MySQL: Are you actually utilizing your indexes?

This might seem elementary to those of you that are DBAs or something similar, but it was fascinating to find out (not to mention it greatly helped what I had to do), so I decided to post it, in case it helps someone else too. A few moments ago I found out that whereas a query along the lines of…

SELECT title, COUNT(1) as replies
FROM post INNER JOIN thread USING(threadid)
WHERE UNIX_TIMESTAMP(NOW()) - post.dateline < 86400
GROUP BY threadid
ORDER BY replies DESC
LIMIT 5

took a whopping ~10 seconds on a post table of around 2,000,000 rows and a thread table of around 40,000 rows, the following:

SELECT title, COUNT(1) as replies
FROM post INNER JOIN thread USING(threadid)
WHERE post.dateline > UNIX_TIMESTAMP(NOW()) - 86400
GROUP BY threadid
ORDER BY replies DESC
LIMIT 5

took a mere 0.03 seconds!

Probably, MySQL wasn’t able to utilize the B+ tree index of the dateline column in the first query, whereas in the second, things were a bit more obvious to it. This can also be observed by examining the information about the execution plan that EXPLAIN provides:

mysql> explain select t.threadid, t.title, count(1) as replies from vb3_post as p inner join vb3_thread as t using(threadid) where unix_timestamp(now()) - p.dateline < 86400 group by p.threadid order by replies desc limit 5;
+----+-------------+-------+------+---------------+----------+---------+------------+-------+---------------------------------+
| id | select_type | table | type | possible_keys | key      | key_len | re         | rows  | Extra                           |
+----+-------------+-------+------+---------------+----------+---------+------------+-------+---------------------------------+
|  1 | SIMPLE      | t     | ALL  | PRIMARY       | NULL     | NULL    | NULL       | 39859 | Using temporary; Using filesort |
|  1 | SIMPLE      | p     | ref  | threadid      | threadid | 4       | t.threadid |    49 | Using where                     |
+----+-------------+-------+------+---------------+----------+---------+------------+-------+---------------------------------+
2 rows in set (0.01 sec)

mysql> explain select t.threadid, t.title, count(1) as replies from vb3_post as p inner join vb3_thread as t using(threadid) where p.dateline > UNIX_TIMESTAMP(NOW()) - 86400 group by p.threadid order by replies desc limit 5;
+----+-------------+-------+--------+-------------------+----------+---------+------------+------+----------------------------------------------+
| id | select_type | table | type   | possible_keys     | key      | key_len | ref        | rows | Extra                                        |
+----+-------------+-------+--------+-------------------+----------+---------+------------+------+----------------------------------------------+
|  1 | SIMPLE      | p     | range  | threadid,dateline | dateline | 4       | NULL       | 1171 | Using where; Using temporary; Using filesort |
|  1 | SIMPLE      | t     | eq_ref | PRIMARY           | PRIMARY  | 4       | p.threadid |    1 |                                              |
+----+-------------+-------+--------+-------------------+----------+---------+------------+------+----------------------------------------------+
2 rows in set (0.00 sec)

So, don’t rest assured that MySQL will use your indexes every time it should. It seems that sometimes you have to explicitly point it out.

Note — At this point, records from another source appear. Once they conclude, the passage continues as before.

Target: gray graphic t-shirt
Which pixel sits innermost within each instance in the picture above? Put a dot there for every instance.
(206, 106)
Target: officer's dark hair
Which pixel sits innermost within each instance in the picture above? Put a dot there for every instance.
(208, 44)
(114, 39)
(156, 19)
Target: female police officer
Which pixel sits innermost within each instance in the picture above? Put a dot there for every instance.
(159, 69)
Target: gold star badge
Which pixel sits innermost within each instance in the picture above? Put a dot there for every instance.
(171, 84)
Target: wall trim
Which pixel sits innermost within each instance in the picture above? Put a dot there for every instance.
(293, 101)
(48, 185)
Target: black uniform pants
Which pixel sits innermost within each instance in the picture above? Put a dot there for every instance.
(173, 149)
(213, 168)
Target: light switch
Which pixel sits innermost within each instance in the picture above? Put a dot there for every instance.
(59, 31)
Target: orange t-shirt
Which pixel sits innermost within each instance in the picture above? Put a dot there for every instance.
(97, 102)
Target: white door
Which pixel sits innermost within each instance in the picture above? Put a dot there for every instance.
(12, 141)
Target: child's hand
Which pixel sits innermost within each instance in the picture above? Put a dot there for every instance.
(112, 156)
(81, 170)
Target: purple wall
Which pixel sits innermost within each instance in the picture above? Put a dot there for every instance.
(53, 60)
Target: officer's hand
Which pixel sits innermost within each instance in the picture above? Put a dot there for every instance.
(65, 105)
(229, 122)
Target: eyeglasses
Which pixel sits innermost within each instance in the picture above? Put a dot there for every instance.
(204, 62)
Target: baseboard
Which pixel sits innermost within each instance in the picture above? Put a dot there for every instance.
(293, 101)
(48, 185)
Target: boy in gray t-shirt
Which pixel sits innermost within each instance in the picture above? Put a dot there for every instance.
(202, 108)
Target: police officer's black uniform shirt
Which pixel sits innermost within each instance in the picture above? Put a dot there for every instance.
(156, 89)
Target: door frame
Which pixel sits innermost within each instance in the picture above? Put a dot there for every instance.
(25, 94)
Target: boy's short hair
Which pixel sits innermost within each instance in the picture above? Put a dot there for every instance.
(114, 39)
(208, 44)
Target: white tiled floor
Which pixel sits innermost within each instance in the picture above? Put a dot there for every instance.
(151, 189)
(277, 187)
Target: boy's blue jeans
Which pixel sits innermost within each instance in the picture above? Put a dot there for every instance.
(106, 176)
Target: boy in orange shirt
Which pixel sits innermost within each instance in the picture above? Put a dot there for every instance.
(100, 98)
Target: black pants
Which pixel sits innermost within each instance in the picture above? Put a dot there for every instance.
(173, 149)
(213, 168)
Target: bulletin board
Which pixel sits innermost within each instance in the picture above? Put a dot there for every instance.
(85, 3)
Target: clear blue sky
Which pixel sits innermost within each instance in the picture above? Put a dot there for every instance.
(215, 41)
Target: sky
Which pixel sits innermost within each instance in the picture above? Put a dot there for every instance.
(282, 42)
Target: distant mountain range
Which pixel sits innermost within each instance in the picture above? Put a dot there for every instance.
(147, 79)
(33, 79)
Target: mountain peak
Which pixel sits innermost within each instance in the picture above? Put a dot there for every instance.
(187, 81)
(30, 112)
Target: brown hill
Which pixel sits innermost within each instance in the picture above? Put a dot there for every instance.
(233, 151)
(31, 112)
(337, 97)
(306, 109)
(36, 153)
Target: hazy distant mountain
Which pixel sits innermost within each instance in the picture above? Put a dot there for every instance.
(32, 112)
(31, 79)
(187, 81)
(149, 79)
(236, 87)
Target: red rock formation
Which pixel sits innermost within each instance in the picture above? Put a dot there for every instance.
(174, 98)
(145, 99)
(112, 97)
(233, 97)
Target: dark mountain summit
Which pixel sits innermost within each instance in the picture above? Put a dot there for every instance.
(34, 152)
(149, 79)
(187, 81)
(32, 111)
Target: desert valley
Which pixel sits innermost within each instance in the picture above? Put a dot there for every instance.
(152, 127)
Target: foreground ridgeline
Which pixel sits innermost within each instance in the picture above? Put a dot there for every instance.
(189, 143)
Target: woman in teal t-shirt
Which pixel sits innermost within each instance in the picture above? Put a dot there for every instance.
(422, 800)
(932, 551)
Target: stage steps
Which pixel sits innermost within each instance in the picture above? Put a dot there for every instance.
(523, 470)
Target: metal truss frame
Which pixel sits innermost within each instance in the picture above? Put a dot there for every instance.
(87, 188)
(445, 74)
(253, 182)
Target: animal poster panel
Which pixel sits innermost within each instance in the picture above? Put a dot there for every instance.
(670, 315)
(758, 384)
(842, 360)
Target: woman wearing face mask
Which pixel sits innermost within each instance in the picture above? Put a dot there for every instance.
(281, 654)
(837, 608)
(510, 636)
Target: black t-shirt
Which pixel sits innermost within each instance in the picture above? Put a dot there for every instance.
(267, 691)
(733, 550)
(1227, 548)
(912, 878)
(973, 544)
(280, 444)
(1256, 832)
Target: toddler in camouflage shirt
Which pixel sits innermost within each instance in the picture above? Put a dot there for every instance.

  • http://www.addyosmani.com Addy Osmani

    That you knew how to trim down the execution time by that much truly amazes me. I’ll try to remember the tip. Thanks for sharing!

  • Piet

    It’s because in the first you use a function to modify the the value from your index (mysql has to calculate the new value for every row).

    In the second you subtract a constant from the current timestamp, which only has to be calculated once, then the index can be used..

    • http://leaverou.me Lea Verou

      Obviously, but I was surprised MySQL couldn’t do that optimization on it’s own. DBMSs do a ton other more complex optimizations to run a query faster.